Seja civilizado ou enfrente um processo judicial
Segurem seus paus, rapazes, porque é nessa próxima parte que o aliveai.app passa de um sonho erótico alucinante para uma bomba-relógio nas suas calças. O recurso Face Match. Parece inofensivo, né? Errado. Essa merda é tão alucinantemente poderosa e juridicamente duvidosa que tive que ficar parado ali por um minuto, me perguntando se estava prestes a entrar nos portões do paraíso ou direto na prisão tecnológica. Deixa eu explicar essa loucura: você envia um rosto — o seu, o da sua namorada (se ela concordar, e é melhor você ter certeza absoluta de que ela vai concordar), da sua “relação sem compromisso” safada que fica imaginando se a IA vai fazer justiça à bunda dela, daquela garota curvilínea do OnlyFans que disse que topava se ver sendo abusada pela IA — e BOOM. O AliveAI pega essa cara e a coloca em qualquer cena que você quiser. De quatro, boquete, esguicho, gangbang com tentáculos, caramba, provavelmente até “nua num campo segurando uma cabra” se você curtir essa parada esquisita de fazendeiro.

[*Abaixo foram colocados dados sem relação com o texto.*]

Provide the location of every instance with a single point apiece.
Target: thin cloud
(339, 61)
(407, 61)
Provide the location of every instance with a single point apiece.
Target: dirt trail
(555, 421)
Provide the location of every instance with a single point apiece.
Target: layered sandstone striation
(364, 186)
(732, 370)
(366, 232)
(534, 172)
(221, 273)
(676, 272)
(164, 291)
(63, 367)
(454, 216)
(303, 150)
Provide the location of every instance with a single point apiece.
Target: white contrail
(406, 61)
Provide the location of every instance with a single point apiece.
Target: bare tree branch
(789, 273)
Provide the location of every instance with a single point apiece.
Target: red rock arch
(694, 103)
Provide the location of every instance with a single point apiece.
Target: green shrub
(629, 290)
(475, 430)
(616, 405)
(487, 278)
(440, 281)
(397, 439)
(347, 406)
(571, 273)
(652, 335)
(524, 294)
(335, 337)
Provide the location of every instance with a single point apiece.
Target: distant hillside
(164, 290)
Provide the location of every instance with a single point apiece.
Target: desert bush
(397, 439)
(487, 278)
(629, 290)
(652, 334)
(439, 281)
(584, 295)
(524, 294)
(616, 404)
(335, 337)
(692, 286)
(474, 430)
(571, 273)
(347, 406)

E sim, a qualidade da imagem é perigosamente alta. Do tipo que faz seu pau chorar de alegria. O rosto dela parece real. Tipo, perturbadoramente real. Você vai piscar duas vezes e se perguntar se acabou de filmar isso enquanto dormia. Mas tem um porém. A lógica de geração é burra pra caramba. É como se alguém tivesse dado a Picasso uma boneca sexual e uma concussão e mandado ele pintar o que vê. O rosto às vezes parece derretido, ou vira uma versão genérica e de segunda categoria de quem quer que você tenha enviado. Uma vez coloquei meu próprio rosto (não pergunte) e o cara da foto ficou parecendo comigo se eu tivesse acabado de sobreviver a um acidente de carro e acordado com um fetiche por manequins. É excitante, no estilo de um espelho quebrado, mas, caramba, o vale da estranheza é profundo aqui.

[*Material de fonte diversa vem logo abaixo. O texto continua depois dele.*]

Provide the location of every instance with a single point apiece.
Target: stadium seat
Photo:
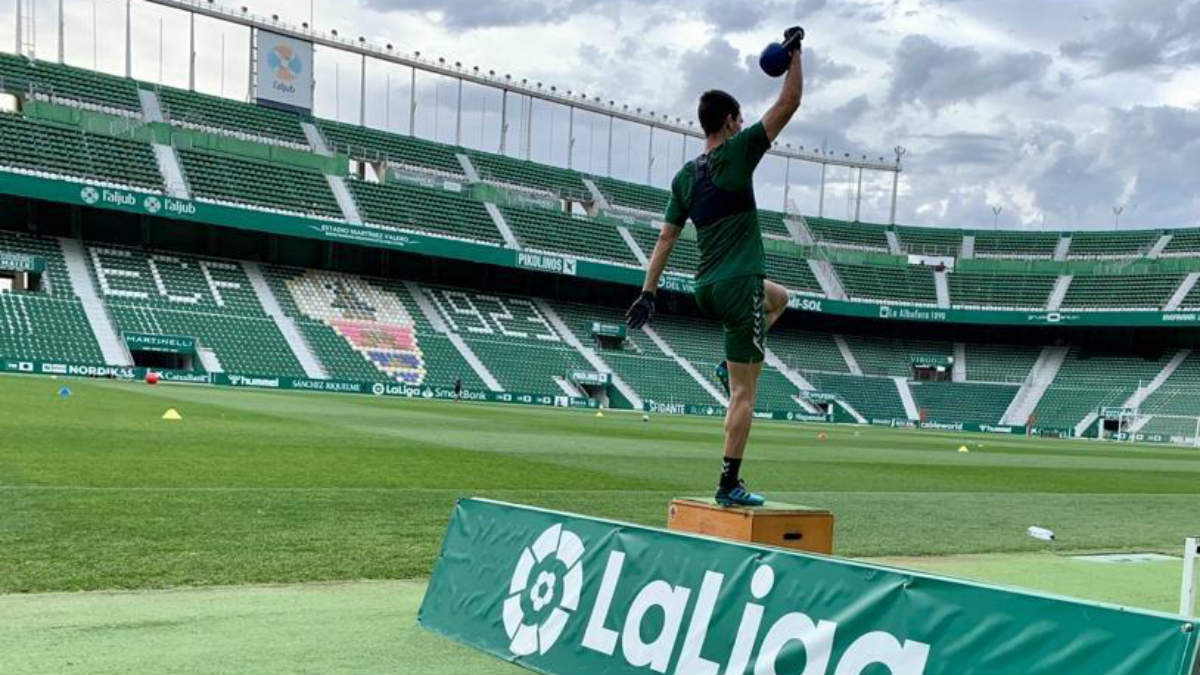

Mas o verdadeiro perigo não é o rosto derretido nem o fato de que, às vezes, ele coloca a boca de lado, como se estivesse beijando o pênis de um fantasma. Não. O verdadeiro problema é que alguns de vocês, idiotas, vão abusar disso. E deixem-me ser bem claro: não façam isso. Essa não é a ferramenta para resolver alguma paixão assustadora ou se masturbar pensando naquela barista que sorriu para vocês uma vez em 2022. Se usarem o Face Match sem consentimento, vocês não são deuses da tecnologia — são criminosos com uma conexão Wi-Fi e um vício em pornô. Vocês são a razão pela qual não podemos ter coisas legais. A AliveAI oferece esse nível de poder divino numa bandeja de prata, e se vocês transformarem isso em pornô de vingança ou perseguição por IA, parabéns — vocês são os protagonistas de um documentário em que ninguém quer aparecer.